For five years, Superman attempted to build a better world. As ally upon ally turned against him and more freedoms were sacrificed in the name of security, Superman became a tyrant. In a desperate gambit, Batman – leader of the Insurgency that rose to fight Superman – made contact with the Justice League of another world and recruited their heroes to help him bring down Superman and the Regime formed by the heroes and villains who supported the new world order.
Now, Superman is imprisoned and Batman is turning his attention to rebuilding society. Yet other powers seek to shape the chaos to their own designs and one of them has set their sights on Batman’s most loyal follower – Harley Quinn!
The most remarkable thing about this first chapter of Injustice 2 is how accessible it is to new readers. True, they may miss the little gags like why Harley is living in The Arrowcave and calling it The Quiver but the meat of the story is dished out smoothly. The opening talk between Bruce and Clark establishes the basics of the setting and the following scenes with Batman and Harley subtly showcase just how much this world has changed from the standard DC Universe that Harley Quinn has partnered-up with Batman. Such is Tom Taylor’s skill as a writer that he can manage this while delivering some hilarious Harley Quinn patter.

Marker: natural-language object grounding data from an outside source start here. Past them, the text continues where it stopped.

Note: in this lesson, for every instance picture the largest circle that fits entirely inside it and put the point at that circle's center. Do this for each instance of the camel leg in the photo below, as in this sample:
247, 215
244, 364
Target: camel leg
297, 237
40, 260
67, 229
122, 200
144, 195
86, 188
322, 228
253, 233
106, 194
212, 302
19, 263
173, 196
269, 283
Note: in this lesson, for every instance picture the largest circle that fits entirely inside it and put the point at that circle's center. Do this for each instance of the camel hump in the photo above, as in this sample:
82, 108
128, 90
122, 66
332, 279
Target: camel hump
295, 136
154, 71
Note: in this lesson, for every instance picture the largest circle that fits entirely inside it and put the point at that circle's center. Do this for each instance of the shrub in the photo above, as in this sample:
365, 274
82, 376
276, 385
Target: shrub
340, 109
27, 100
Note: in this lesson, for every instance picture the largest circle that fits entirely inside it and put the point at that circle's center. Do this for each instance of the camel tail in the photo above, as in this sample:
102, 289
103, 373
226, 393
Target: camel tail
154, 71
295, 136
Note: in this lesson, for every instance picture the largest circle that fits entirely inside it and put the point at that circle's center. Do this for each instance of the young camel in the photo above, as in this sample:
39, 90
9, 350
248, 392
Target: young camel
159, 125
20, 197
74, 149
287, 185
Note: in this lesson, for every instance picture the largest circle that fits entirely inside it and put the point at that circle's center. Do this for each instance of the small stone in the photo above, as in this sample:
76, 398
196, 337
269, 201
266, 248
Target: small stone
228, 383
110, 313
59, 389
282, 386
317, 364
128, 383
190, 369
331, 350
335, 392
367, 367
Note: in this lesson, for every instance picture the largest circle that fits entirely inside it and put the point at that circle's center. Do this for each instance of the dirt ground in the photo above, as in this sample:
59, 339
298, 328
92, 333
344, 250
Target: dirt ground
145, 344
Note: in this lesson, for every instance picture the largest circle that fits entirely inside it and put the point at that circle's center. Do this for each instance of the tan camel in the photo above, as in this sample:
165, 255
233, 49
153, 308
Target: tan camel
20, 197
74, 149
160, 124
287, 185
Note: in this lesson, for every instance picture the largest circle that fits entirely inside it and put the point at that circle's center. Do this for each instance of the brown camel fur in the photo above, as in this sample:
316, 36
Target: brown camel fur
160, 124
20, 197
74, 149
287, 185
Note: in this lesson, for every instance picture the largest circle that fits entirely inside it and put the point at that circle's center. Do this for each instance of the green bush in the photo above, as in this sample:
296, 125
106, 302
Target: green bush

The artists of the original Injustice: Gods Among Us comic have returned along with Taylor and their work is in similarly fine form. Bruno Redondo is a fantastic and varied artist, equally capable of depicting the stoic Batman and animated Harley Quinn in the same panel while having them seem to occupy the same space. Juan Albarran’s inks find the perfect balance between enhancing and shading and colorist Rex Lokus finds the perfect shade for every situation.
I’d still suggest tracking down the original comics and playing the game before picking Injustice 2 up. It -is- a sequel, after all. Despite this, you could pick this book up and read it without needing much in the way of explanation and still find it enjoyable.